Maaf para sahabatku dari kalangan ummahat, semoga anda tidak memandang ini sebagai peluang upaya ’kudeta tak berdarah’. Ada kerelaan dalam diri ini, jika argument ini digunakan untuk keadilan kepada suami-suami anda. Tapi tidak untuk alasan lainnya. Tidak untuk merendahkan mereka. Laki-laki memang beda. Mungkin tidak sehebat anda di beberapa sisi kehidupan. Sebagaimana anda tidak sehebat mereka di bagian lain dari kehidupan ini.

Kadang di kekuatan kita itulah kelemahan kita yang paling mendasar. Di tarbiyah ini, kekuatan utama kita adalah proteksi. Kita dilindungi, diasuh dan diproteksi oleh tarbiyah. Imunitas tarbiyah juga membuat kita tenang terhadap kehidupan istri. Ada murabbiyah untuk setiap istri kita dan ada murabbi di setiap laki-laki yang menjadi suami anda. Ada sekolah islam di kehidupan anak anak. Ada guru dengan akhlaq yang baik untuk mereka.

Di kekuatan itulah kita kerap terlena. Kemudian kita terkaget kaget ketika mendengar kenakalan anak anak kita. Seperti tidak percaya. Seperti tak mau percaya. Kita kaget dengan sms mesra anak anak dengan kawan sekolahnya. Kita jadi kaget dengan email email mesra yang disaput dengan bahasa dakwah itu. Kita kemudian mempertanyakan imunitas yang ada. Kita menggugat sekolah, guru, kepala sekolah dan menggugat tarbiyah ini. Kita terkaget kaget.
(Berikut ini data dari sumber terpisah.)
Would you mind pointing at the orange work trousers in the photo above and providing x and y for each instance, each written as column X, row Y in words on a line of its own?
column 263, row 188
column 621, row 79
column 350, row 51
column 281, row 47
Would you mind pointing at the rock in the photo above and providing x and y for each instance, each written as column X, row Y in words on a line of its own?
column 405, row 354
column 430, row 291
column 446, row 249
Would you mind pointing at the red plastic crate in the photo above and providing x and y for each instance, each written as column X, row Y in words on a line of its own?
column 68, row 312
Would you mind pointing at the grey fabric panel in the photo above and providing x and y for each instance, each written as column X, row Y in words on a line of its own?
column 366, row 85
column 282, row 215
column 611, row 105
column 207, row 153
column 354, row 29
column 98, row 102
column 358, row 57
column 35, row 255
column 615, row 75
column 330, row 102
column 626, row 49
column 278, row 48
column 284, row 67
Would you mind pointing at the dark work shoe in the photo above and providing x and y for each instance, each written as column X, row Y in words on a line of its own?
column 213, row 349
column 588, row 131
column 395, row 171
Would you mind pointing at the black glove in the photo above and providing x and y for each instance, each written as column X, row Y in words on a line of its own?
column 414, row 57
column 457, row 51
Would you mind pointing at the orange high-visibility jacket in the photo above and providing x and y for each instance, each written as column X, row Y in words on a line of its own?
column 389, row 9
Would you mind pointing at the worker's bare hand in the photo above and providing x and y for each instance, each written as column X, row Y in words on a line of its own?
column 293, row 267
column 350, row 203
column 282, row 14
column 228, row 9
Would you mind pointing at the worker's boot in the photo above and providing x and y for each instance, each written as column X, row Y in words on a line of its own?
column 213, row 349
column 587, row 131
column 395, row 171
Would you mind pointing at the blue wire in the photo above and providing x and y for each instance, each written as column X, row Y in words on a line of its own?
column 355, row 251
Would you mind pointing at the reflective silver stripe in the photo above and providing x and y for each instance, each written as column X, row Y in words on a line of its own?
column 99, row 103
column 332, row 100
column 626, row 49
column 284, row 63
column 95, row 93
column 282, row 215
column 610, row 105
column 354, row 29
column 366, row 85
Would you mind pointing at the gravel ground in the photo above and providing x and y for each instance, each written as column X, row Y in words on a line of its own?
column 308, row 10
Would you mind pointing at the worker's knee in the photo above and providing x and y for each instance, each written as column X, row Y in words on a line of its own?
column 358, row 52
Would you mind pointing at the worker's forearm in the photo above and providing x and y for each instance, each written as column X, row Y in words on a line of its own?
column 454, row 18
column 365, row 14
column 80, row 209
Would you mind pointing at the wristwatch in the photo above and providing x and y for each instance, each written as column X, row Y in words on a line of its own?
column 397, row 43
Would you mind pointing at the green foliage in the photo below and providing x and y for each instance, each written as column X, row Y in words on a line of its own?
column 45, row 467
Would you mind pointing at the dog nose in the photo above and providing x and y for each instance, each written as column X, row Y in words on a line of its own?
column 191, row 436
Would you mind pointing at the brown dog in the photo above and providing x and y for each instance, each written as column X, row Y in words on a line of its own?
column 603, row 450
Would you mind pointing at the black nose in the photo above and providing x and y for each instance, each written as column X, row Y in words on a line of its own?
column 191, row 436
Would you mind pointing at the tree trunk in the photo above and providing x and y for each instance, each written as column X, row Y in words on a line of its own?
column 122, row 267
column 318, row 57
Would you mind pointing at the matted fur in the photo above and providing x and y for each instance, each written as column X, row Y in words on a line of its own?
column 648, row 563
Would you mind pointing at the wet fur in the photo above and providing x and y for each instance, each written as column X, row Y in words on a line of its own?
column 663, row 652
Lalu bagaimana jika kita terkaget dengan kenakalan suami kita? Atau para suami kaget dengan kenakalan istri kita, apa yang akan terjadi? Kurang lebih akan sama. Kita akan menggugat pihak pihak eksternal yang kita andalkan untuk menjaga pasangan kita.

Tentu yang harus dikedepankan dalam topik ini adalah mohon perlindungan dariNya. Jauhkan semua masalah itu dan mudahkan urusan kita. Itu sangat cukup untuk menghadapi ujian hidup ini.

Tapi, apa langkah yang lebih dekat? Apa langkah yang lebih preventif?
Saya hanya bisa menganjurkan untuk mempelajari lagi tanggung jawab kita sebagai suami, tanggung jawab anda sebagai ibu, dan tanggung jawab kita sebagai orang tua. Kita punya peran penting yang tidak bisa tergantikan.

Semoga dengannya kita tidak kerdil ketika Allah uji kita dengan anak anak kita, dengan istri istri kita dan dengan suami suami kita.
Semoga Allahu mudahkan urusan ini. Amin.